Can produce burst suppression at high doses; may be used to control refractory intracranial hypertension or seizures in selected settings.
Caution: hypotension can reduce cerebral perfusion pressure; must support MAP.

Describe the key practical handling and safety considerations with propofol syringes/vials.

Focus on contamination risk and aseptic technique.

Lipid emulsion supports bacterial growth; strict asepsis during drawing up and administration is essential.
Use single-patient use vials/ampoules; label syringes; discard according to local policy/time limits; avoid reusing giving sets/syringes between patients.
Be aware of preservative-containing vs preservative-free preparations (relevant to contamination risk and some allergy considerations).

What are the common target-controlled infusion (TCI) models for propofol and how do they differ clinically?

A frequent primary FRCA viva topic when discussing TIVA.

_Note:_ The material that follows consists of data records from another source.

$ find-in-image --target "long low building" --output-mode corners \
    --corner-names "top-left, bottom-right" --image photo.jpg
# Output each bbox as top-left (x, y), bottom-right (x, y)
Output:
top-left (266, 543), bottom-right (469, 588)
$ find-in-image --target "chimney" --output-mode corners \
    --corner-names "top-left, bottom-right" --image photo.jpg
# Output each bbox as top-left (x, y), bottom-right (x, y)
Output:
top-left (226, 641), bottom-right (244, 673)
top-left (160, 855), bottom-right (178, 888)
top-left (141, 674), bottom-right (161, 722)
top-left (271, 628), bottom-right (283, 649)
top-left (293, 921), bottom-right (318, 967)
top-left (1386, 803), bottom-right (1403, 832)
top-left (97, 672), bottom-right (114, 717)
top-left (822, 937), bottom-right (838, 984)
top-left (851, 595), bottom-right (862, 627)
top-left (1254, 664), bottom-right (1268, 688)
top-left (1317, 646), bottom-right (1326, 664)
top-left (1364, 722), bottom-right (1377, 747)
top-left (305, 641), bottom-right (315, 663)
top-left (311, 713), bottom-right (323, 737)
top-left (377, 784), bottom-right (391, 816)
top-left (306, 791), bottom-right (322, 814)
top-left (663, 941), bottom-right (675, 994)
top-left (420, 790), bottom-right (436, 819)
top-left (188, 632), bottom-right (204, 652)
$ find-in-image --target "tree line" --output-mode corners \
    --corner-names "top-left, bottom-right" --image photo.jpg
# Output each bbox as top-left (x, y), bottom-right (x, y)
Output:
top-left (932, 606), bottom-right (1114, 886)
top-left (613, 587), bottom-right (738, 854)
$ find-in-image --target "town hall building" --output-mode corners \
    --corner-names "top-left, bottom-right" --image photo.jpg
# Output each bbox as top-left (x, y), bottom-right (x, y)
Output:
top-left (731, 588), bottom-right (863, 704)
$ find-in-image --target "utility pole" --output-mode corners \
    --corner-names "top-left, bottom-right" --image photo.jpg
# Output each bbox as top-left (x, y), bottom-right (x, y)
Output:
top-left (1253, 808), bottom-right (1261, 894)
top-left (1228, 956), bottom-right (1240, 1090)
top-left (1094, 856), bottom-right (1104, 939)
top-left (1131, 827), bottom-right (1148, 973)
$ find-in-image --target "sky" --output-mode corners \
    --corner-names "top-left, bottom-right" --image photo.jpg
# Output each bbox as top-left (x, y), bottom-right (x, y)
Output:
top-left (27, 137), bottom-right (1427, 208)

Marsh model: weight-based; commonly used; tends to produce different predicted plasma/effect-site concentrations compared with Schnider for the same clinical effect.
Schnider model: incorporates age, height, lean body mass; often results in lower infusion rates in older patients for a given target.
Clinical approach: choose a model used locally, understand that targets are model-specific, and titrate to effect with appropriate monitoring (e.g. clinical signs ± processed EEG).